We all remember the main problem that the opposition has been discussing with the public and our international partners over the last few years. For years, much of the opposition was busy talking about how Ukraine and Moldova had advanced compared to Georgia, suggesting that the reason for this was, among other things, dealing with the oligarchy,” Sarjveladze said.

According to the lawmaker, the opposition simply could not think of anything against Bidzina Ivanishvili, who has built up a great reputation entirely in good faith and not through oligarchy.

“It was precisely through such “diligence” of the opposition that the clause on deoligarchization was included in the so-called 12 preconditions, and Georgia must now take steps to convince the European Commission of the seriousness of the steps taken in the said direction.

We should pay attention to the aspect that both Ukraine and Moldova have received a recommendation regarding deoligarchization, with one difference: The European Commission advised the state that had adopted the law on so-called deoligarchization to work on the implementation of this law,” Sarjveladze added.

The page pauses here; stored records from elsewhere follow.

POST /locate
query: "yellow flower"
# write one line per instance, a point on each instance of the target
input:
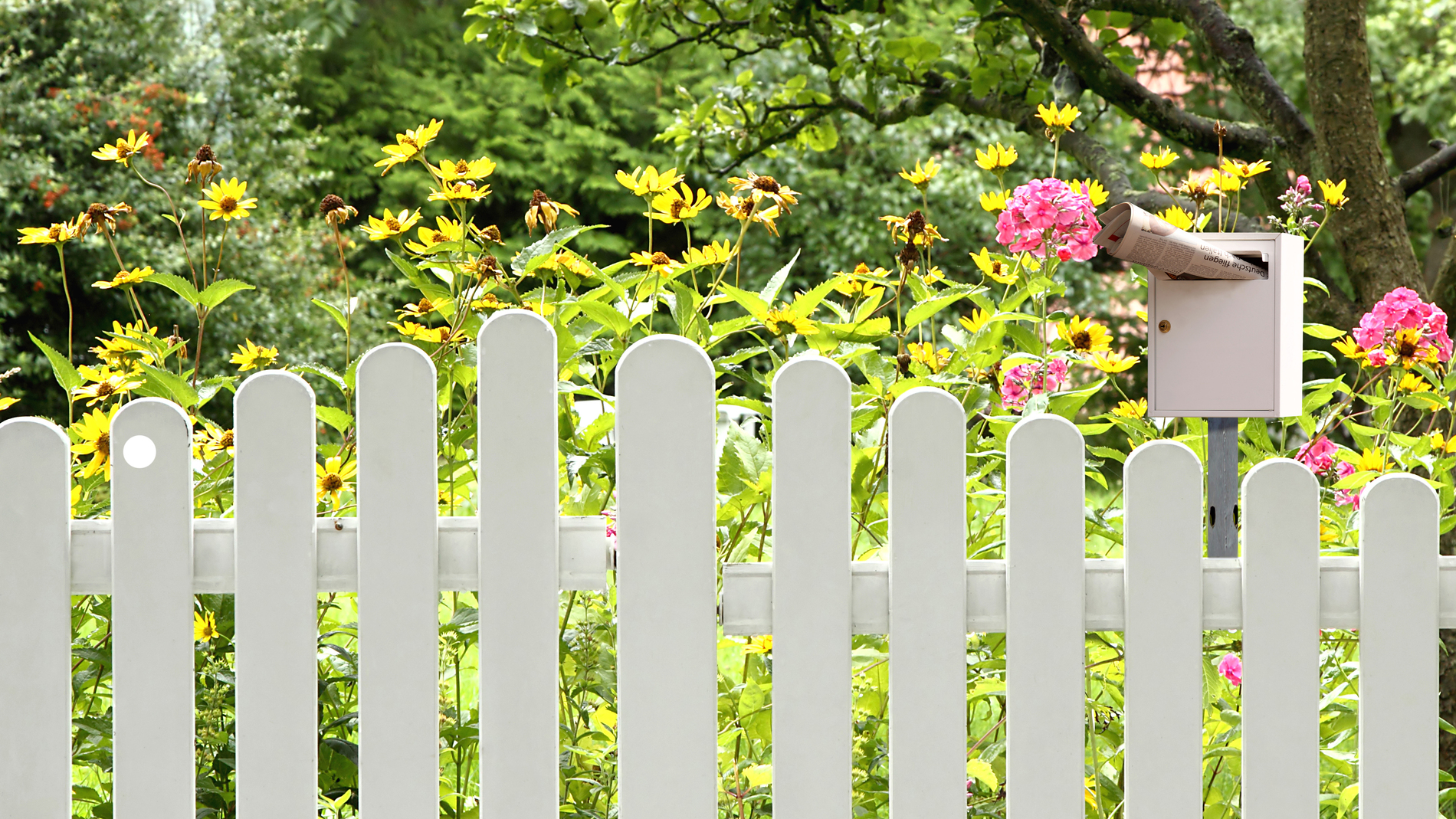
(126, 278)
(673, 207)
(252, 357)
(1177, 217)
(391, 224)
(93, 431)
(1054, 118)
(466, 169)
(782, 322)
(1084, 335)
(644, 182)
(995, 201)
(922, 176)
(995, 158)
(1334, 194)
(430, 239)
(1161, 160)
(226, 200)
(1132, 409)
(766, 188)
(1092, 188)
(1113, 361)
(334, 477)
(124, 149)
(408, 146)
(204, 627)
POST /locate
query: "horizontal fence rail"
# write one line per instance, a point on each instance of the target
(398, 555)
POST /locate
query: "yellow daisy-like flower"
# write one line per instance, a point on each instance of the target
(922, 176)
(644, 182)
(1059, 120)
(228, 201)
(465, 169)
(995, 158)
(93, 431)
(1132, 409)
(389, 226)
(671, 207)
(782, 322)
(204, 627)
(995, 201)
(408, 146)
(334, 477)
(1085, 335)
(251, 355)
(1334, 192)
(1092, 188)
(1159, 160)
(126, 278)
(433, 238)
(1113, 361)
(124, 149)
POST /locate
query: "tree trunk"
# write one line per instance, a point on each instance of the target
(1370, 230)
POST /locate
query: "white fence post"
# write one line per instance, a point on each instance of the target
(1281, 761)
(1164, 632)
(277, 600)
(928, 605)
(152, 611)
(1046, 713)
(812, 587)
(399, 597)
(1398, 647)
(35, 620)
(519, 576)
(667, 632)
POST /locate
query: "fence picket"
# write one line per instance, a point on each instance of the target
(1044, 611)
(519, 574)
(667, 684)
(399, 598)
(1164, 632)
(152, 611)
(1281, 642)
(928, 605)
(35, 620)
(277, 600)
(812, 587)
(1398, 647)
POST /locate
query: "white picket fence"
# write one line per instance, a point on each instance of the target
(1044, 595)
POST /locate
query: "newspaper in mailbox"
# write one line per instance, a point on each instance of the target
(1133, 234)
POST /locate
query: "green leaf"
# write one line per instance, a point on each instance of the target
(66, 375)
(218, 291)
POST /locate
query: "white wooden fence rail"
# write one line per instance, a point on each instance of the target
(277, 556)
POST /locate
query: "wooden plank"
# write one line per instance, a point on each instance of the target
(1164, 632)
(1046, 700)
(667, 632)
(399, 598)
(519, 574)
(35, 620)
(812, 591)
(928, 605)
(277, 600)
(1281, 642)
(152, 611)
(1398, 647)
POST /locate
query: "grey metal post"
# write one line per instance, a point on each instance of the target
(1223, 486)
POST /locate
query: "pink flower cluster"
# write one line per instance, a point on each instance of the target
(1025, 380)
(1046, 215)
(1402, 307)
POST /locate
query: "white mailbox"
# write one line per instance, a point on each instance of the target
(1229, 348)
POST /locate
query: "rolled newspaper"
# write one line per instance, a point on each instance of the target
(1133, 234)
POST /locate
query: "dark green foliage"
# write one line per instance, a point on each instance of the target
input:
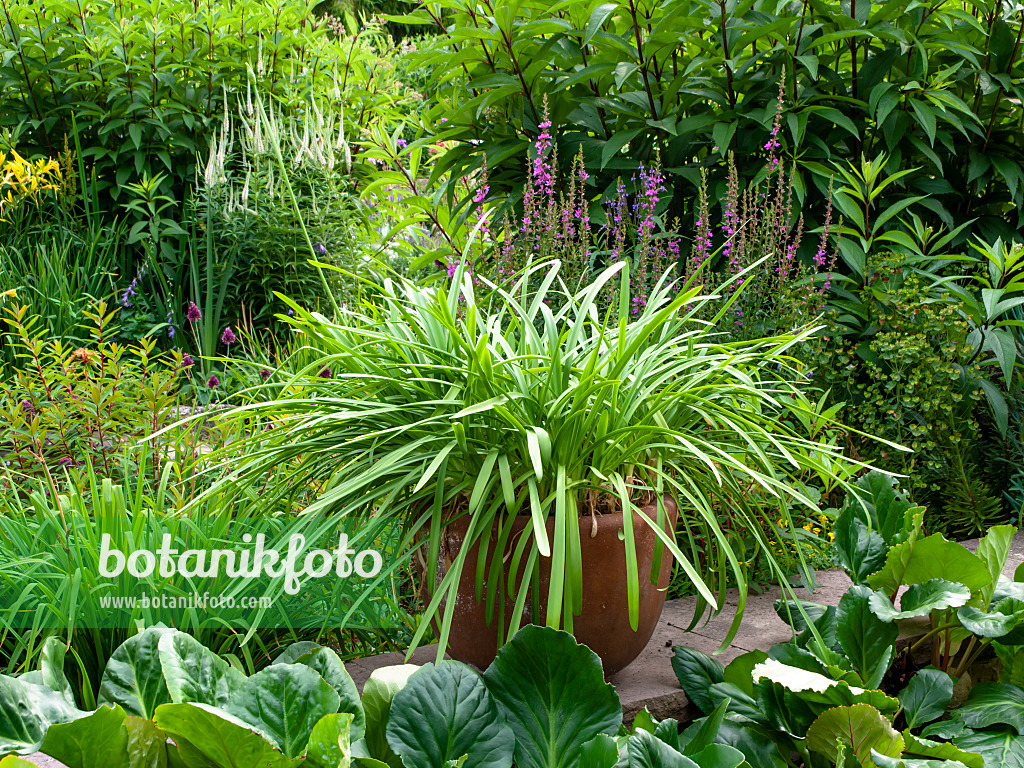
(689, 81)
(140, 90)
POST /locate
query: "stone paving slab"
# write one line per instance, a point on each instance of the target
(649, 681)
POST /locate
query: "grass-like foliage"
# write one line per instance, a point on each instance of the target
(436, 402)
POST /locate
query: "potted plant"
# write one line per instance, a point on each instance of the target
(502, 433)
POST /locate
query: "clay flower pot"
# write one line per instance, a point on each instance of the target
(604, 623)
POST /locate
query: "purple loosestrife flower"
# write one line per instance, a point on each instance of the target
(773, 142)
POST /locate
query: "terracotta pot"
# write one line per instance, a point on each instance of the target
(604, 623)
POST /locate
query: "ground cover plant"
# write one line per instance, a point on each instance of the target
(278, 266)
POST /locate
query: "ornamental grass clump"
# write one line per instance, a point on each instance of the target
(493, 402)
(753, 225)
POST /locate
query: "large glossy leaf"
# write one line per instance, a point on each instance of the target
(327, 664)
(920, 560)
(194, 673)
(646, 751)
(926, 696)
(719, 756)
(699, 734)
(738, 670)
(330, 741)
(922, 748)
(921, 599)
(992, 550)
(600, 752)
(284, 701)
(860, 728)
(998, 748)
(884, 761)
(883, 505)
(859, 550)
(133, 677)
(147, 745)
(999, 623)
(97, 740)
(27, 711)
(696, 672)
(553, 694)
(445, 712)
(991, 704)
(205, 735)
(866, 640)
(378, 692)
(760, 747)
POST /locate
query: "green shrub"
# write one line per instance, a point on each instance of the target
(142, 84)
(935, 87)
(897, 350)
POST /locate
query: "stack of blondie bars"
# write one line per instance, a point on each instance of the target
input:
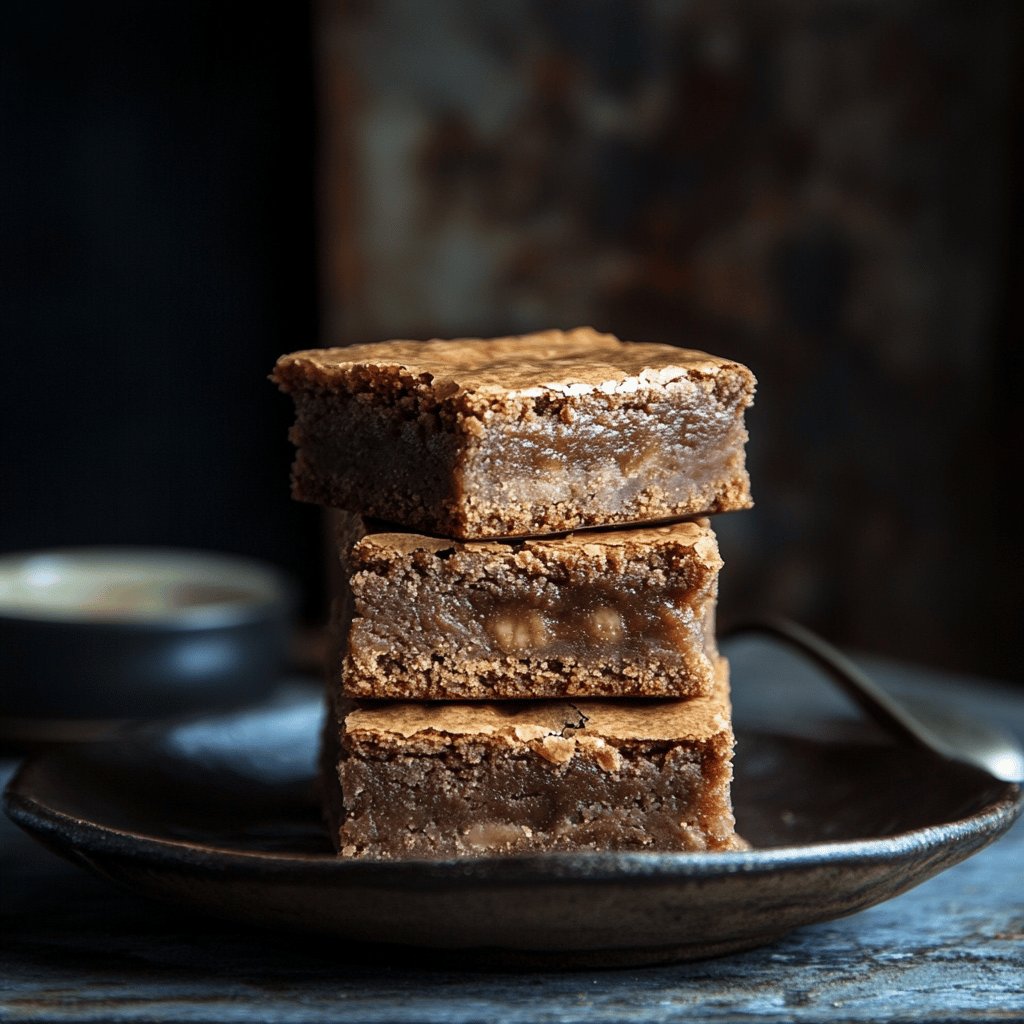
(524, 653)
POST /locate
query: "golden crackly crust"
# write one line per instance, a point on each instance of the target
(602, 546)
(616, 723)
(476, 374)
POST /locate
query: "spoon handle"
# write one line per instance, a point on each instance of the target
(871, 698)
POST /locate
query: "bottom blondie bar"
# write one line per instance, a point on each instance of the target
(451, 779)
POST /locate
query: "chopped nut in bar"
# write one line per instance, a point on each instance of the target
(613, 613)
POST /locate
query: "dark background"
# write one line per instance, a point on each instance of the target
(827, 192)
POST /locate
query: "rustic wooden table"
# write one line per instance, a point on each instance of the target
(77, 948)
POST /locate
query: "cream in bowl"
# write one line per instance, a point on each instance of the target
(131, 632)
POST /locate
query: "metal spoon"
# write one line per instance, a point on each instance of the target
(944, 732)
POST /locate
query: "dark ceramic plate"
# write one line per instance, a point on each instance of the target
(220, 814)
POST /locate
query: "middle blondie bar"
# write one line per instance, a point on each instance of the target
(601, 614)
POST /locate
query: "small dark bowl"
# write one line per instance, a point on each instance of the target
(124, 633)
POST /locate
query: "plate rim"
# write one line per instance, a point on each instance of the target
(84, 837)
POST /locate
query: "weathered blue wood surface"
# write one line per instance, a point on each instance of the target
(76, 948)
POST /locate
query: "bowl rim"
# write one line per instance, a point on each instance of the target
(269, 591)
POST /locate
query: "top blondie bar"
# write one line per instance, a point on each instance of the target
(518, 436)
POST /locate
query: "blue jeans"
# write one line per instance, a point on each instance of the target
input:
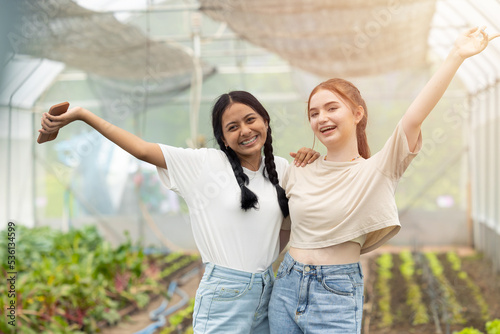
(232, 301)
(316, 299)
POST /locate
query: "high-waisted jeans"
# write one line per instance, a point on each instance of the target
(316, 299)
(232, 301)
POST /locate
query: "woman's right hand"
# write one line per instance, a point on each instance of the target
(51, 123)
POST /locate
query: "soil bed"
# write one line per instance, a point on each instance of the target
(477, 268)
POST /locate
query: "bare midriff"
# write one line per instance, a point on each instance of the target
(347, 252)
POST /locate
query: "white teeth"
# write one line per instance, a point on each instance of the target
(246, 142)
(328, 128)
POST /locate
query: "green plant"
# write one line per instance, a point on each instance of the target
(414, 295)
(68, 282)
(449, 295)
(493, 327)
(469, 330)
(456, 265)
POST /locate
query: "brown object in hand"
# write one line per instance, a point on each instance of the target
(55, 110)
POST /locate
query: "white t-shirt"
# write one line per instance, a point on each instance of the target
(334, 202)
(224, 233)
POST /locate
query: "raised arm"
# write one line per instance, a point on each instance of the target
(468, 44)
(139, 148)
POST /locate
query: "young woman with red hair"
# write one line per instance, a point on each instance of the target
(342, 205)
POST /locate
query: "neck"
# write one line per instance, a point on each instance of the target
(343, 154)
(251, 163)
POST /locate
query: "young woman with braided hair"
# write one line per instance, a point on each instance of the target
(343, 205)
(235, 201)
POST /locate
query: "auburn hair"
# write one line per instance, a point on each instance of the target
(351, 95)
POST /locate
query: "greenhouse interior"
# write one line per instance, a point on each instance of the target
(94, 242)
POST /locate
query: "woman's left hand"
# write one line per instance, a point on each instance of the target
(304, 156)
(473, 42)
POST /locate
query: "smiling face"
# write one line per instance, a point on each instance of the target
(245, 131)
(332, 120)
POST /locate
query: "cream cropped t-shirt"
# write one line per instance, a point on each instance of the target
(334, 202)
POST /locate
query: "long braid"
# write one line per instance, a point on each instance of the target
(248, 198)
(273, 175)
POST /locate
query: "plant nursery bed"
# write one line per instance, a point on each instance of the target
(449, 292)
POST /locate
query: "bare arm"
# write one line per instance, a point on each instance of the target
(139, 148)
(468, 44)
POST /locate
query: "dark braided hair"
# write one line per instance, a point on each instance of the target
(248, 198)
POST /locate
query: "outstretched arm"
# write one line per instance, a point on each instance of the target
(139, 148)
(468, 44)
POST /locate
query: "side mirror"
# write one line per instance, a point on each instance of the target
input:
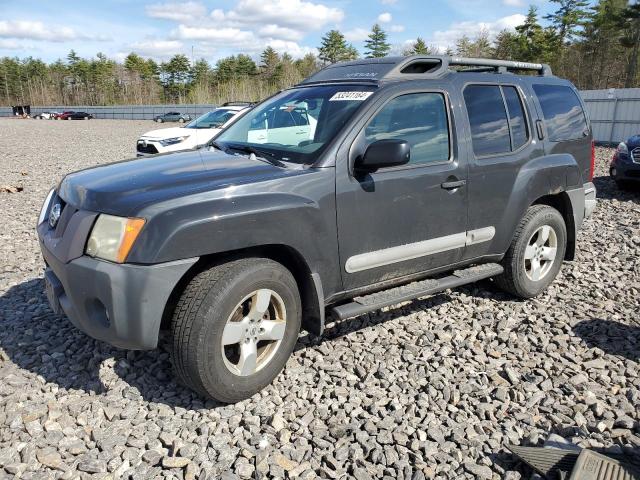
(384, 153)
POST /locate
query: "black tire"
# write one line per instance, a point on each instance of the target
(515, 278)
(623, 184)
(200, 318)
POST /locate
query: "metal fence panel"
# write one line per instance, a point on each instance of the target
(130, 112)
(614, 113)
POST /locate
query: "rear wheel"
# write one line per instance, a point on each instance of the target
(536, 252)
(234, 328)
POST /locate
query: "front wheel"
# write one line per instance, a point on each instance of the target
(234, 328)
(536, 252)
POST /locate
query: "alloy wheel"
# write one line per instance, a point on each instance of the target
(254, 332)
(540, 254)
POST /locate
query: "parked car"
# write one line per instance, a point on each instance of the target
(62, 115)
(194, 134)
(44, 115)
(417, 178)
(625, 164)
(173, 117)
(75, 116)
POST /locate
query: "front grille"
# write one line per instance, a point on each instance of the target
(148, 148)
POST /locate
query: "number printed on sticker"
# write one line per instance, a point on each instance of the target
(350, 96)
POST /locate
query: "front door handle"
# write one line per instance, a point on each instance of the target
(453, 185)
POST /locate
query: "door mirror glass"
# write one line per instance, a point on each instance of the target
(384, 153)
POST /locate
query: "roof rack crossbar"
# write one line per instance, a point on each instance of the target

The GD MP also explained that the Georgian opposition is trying to criticize the authorities because, to fulfil the precondition of so-called deoligarchization required to obtain EU membership candidate status, they took the Ukrainian law of deoligarchization and its key principle, which was positively assessed by the President of the European Commission and the European Commission in general, as the working version, tailored it to the Georgian legal system, and proposed it to the parliament for consideration.

“I would like to ask the public to imagine, for a moment, had Georgia not started its work based on the Ukrainian project, how many times would the opposition have said the following: Why is it necessary to reinvent the bicycle? The authorities do not want to take real steps, and so on.

But it is more important to ask the following question: Won’t the European Commission itself be surprised and displeased if, to convince the European Commission in the area of deoligarchization, [Georgia] were to take steps other than those that the European Commission approves of?!” Sarjveladze concluded.